Felicien Kabuga is seen in this still from video played by the prosecution at Kabuga's trial on Sept. 29, 2022. (U.N. via Courthouse News Service)

Kabuga fled Rwanda after the genocide, unsuccessfully applying for asylum in Switzerland before he disappeared. Investigators say he used a series of false passports and was aided by a group of allies to evade the authorities. In 2020, French police arrested him in a wealthy Paris suburb, where he had been living under an assumed name.

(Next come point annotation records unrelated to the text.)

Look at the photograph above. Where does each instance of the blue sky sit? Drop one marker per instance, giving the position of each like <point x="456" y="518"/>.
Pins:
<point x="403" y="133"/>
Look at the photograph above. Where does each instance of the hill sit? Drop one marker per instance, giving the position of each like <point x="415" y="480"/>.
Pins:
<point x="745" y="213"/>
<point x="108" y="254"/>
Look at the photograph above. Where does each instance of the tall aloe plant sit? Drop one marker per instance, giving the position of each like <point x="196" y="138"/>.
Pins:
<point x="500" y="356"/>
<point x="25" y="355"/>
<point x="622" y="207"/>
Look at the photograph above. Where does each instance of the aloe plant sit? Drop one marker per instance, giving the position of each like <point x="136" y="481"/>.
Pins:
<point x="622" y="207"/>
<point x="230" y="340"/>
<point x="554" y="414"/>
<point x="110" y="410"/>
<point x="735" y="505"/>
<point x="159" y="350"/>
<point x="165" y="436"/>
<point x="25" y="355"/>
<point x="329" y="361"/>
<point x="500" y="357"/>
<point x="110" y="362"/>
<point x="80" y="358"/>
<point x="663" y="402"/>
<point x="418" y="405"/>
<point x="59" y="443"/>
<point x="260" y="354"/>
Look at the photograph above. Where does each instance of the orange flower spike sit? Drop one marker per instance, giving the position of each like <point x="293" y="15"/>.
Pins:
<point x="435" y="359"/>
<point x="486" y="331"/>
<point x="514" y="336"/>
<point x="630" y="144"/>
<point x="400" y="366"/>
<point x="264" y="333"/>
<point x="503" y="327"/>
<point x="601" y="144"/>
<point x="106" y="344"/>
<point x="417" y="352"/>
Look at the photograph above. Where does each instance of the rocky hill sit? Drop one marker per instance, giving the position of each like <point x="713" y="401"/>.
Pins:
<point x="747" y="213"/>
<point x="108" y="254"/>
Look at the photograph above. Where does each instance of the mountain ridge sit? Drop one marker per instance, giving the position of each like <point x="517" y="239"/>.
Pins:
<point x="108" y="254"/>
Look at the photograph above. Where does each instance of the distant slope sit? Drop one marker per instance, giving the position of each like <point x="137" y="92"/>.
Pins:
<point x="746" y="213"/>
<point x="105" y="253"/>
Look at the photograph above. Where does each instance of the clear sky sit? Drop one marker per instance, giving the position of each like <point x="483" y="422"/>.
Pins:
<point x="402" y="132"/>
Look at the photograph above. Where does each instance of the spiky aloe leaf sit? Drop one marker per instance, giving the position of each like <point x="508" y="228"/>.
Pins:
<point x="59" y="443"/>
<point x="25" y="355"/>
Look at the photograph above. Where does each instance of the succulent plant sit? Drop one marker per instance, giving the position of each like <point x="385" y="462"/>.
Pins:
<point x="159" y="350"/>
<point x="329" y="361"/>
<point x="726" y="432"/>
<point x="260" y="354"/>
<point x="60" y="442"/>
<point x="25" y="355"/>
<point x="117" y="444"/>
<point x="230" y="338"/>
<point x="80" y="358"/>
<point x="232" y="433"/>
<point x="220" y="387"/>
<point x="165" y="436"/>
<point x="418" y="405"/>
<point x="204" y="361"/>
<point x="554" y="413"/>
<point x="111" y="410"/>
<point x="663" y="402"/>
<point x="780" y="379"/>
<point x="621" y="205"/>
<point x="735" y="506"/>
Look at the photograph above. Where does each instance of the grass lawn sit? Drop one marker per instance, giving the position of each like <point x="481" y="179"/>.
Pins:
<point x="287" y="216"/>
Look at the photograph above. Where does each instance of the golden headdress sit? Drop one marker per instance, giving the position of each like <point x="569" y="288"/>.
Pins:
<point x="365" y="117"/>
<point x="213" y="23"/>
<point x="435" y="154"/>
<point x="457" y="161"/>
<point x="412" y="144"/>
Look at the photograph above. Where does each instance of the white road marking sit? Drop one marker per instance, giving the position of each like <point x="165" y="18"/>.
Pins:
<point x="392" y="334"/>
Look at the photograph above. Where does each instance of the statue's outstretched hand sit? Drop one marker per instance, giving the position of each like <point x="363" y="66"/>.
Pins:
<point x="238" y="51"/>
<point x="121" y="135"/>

Kabuga fought his extradition but he was eventually ordered to face charges in The Hague. It was the International Residual Mechanism for Criminal Tribunals that took over such prosecutions after the International Criminal Tribunal for Rwanda wound down in 2016.

Initially, it was expected that Kabuga’s trial would take place in Arusha, Tanzania. The mechanism shares its headquarters between the Netherlands and the East African country. But after a 2021 medical review, U.N. medical experts concluded the trip would likely be detrimental to his fragile health. 

The court appointed Emmanuel Altit, a seasoned international trial lawyer whose clients include former Ivory Coast President Laurent Gbagbo, to represent Kabuga in October 2020. Four months later, Altit asked the court to withdraw, citing “divergent views between Kabuga and the defense team as to how the case should be managed.” 

Kabuga wants Peter Robinson, who represented several defendants before the Rwandan Tribunal, to take over his defense, but the court has denied this request. Robinson is the subject of a disciplinary complaint stemming from his time at the Rwandan Tribunal over witness tampering. 

The proceedings, which are limited to six hours per week, are expected to continue through 2023. On Friday, the defense will give its opening statements.